At the Students’ Society of McGill University (SSMU) Winter 2016 General Assembly (GA) on February 22, 2016, the motion to support BDS was passed, with 512 in favour, 387 opposed, and 14 abstentions. However, in online ratification, the motion was nullified with 2819 (57%) voting no, 2119 (43%) voting yes, and 348 (6.6%) abstentions.

We will be pursuing recourse for the fact that there was illegal campaigning to vote no on the motion.

Thanks to everyone for all your support. The fight is not over.

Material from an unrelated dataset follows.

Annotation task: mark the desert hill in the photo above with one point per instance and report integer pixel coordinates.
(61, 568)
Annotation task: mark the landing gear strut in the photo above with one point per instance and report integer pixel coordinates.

Motion Regarding Support for the Boycott, Divestment and Sanctions Movement:

WHEREAS, the SSMU Constitution states that “the SSMU commits to demonstrating leadership in matters of human rights [and] social justice,”1 and the SSMU Equity Policy states that “the SSMU – an organization working with individuals, in groups, within organizations, and across a wide social and political context – shall promote a functional and anti-oppressive environment”2 ;

WHEREAS, in 2005, over 170 Palestinian civil society organizations called for Boycott, Divestment and Sanctions (BDS) against Israel, and called “upon international civil society organizations and people of conscience all over the world to impose broad boycotts and implement divestment initiatives against Israel similar to those applied to South Africa in the apartheid era”3 ;

WHEREAS, this call for BDS states that such campaigns are to remain in place “until Israel meets its obligation to recognize the Palestinian people’s inalienable right to self-determination and fully complies with the precepts of international law by: 1. Ending its occupation and colonization of all Arab lands captured in 1967 and dismantling the Wall; 2. Recognizing the fundamental rights of the Arab-Palestinian citizens of Israel to full equality; and 3. Respecting, protecting and promoting the rights of Palestinian refugees to return to their homes and properties as stipulated in UN resolution 194”;

WHEREAS McGill holds investments in Mizrahi-Tefahot Bank,4 which operates branches in illegal Israeli settlements and provides mortgages to homebuyers and financial services to local authorities, and finances construction on settlements internationally recognized as illegal5 ;

WHEREAS, McGill holds investments in L-3 Communications,6 a company that supplied equipment to Israeli checkpoints and border crossings into Gaza, provided engines for Israeli tanks, and in collaboration with Elbit Systems assembled the Hermes 900 Unmanned Arial Vehicle (UAV) used in Operation Protective Edge, in which Palestinians were targeted by Israeli tank fire and air strikes7 ;

WHEREAS, McGill holds investments in Re/Max,8 which sells real estate in Israel’s illegal settlements, thereby facilitating and profiting from the transfer of Israeli citizens into settlements in occupied Palestinian territory, which violates article 49 of the Fourth Geneva convention9 ;

WHEREAS, similar measures have been taken by organizations including the United Methodist Church,10 the Presbyterian Church (USA),11 the Canadian Union of Postal Workers, the Canadian Union of Public Employees (Ontario), the Federation nationale des enseignantes et des enseignants du Québec,12 and student unions at Concordia University,13 York University,14 Carleton University,15 University of California Los Angeles (UCLA),16 Stanford University,17 Northwestern University,18 and DePaul University19;

BE IT RESOLVED, THAT the SSMU support campaigns associated with the BDS movement through the office of the VP External, including the campaign to divest from corporations complicit in the occupation of the Palestinian territories;

BE IT RESOLVED, THAT the SSMU President lobby the McGill Board of Governors in support of BDS campaigns by:

  • Reading a statement in support of divestment from companies profiting from violations of Palestinian human rights at all Board of Governors meetings;
  • Recommending no less than the complete divestment of holdings in such companies and implementation of an investment screen that would prevent future investments in similar companies.